Direct analysis of transcription factor protected cfDNA in plasma by ChIP-seq: Measurement of altered CTCF binding in cancer is a novel biomarker for liquid biopsy

For the first time, we have isolated endogenous plasma cell free CTCF-DNA (cfCTCF-DNA) nucleoproteins by chromatin immunoprecipitation (ChIP) and sequenced the associated cfDNA (ChIP-Seq). The mean observed enrichment of plasma cfCTCF-DNA by ChIP was 180-fold with a mean CTCF recovery of 48%. Background cfDNA, primarily in the form of nucleosomes, was almost completely removed (> 99.7%). ChIP-seq analysis of cell line and tissue material is a powerful tool that has underpinned our understanding of epigenetic control and has elucidated tens of thousands of CTCF binding sites in the human genome. CTCF binding is altered in cancer and other diseases indicating the potential for use as a tissue based biomarker. In addition, the presence of cell free cfCTCF-DNA in plasma has been inferred in aggregate from cfDNA-footprinting and nucleosome positioning studies. However, these methods have provided little or no information on the occupancy of individual CTCF binding sites limiting their potential for biomarker use in liquid biopsy. We describe direct liquid biopsy analysis of CTCF occupancy of individual CTCF binding sites represented in plasma as short CTCF associated 35–80 base pair cfDNA fragments.

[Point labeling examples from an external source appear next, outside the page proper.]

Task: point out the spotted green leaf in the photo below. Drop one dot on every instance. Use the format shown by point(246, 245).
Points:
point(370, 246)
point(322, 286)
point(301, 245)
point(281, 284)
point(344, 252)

We report the observation of several hundred cfCTCF-DNA binding site loci representing cancer-associated gain of occupancy CTCF binding site sequences present in the plasma of cancer patients but not present in the plasma of healthy subjects. Longer 135–180 base pair cfDNA fragments bearing the same sequences are found in healthy plasma samples, but these are nucleosome bound and are removed by CTCF ChIP. We conclude that plasma cfCTCF-DNA nucleoproteins represent a new class of liquid biopsy biomarkers that can be directly analyzed in plasma by ChIP-Seq. In addition, the method described may have wider application for analysis of the binding of some of the 370 cancer cell derived transcription factors, each with more than 10,000 binding sites in the human genome, whose activity has been detected in plasma by cfDNA nucleosome positioning analysis.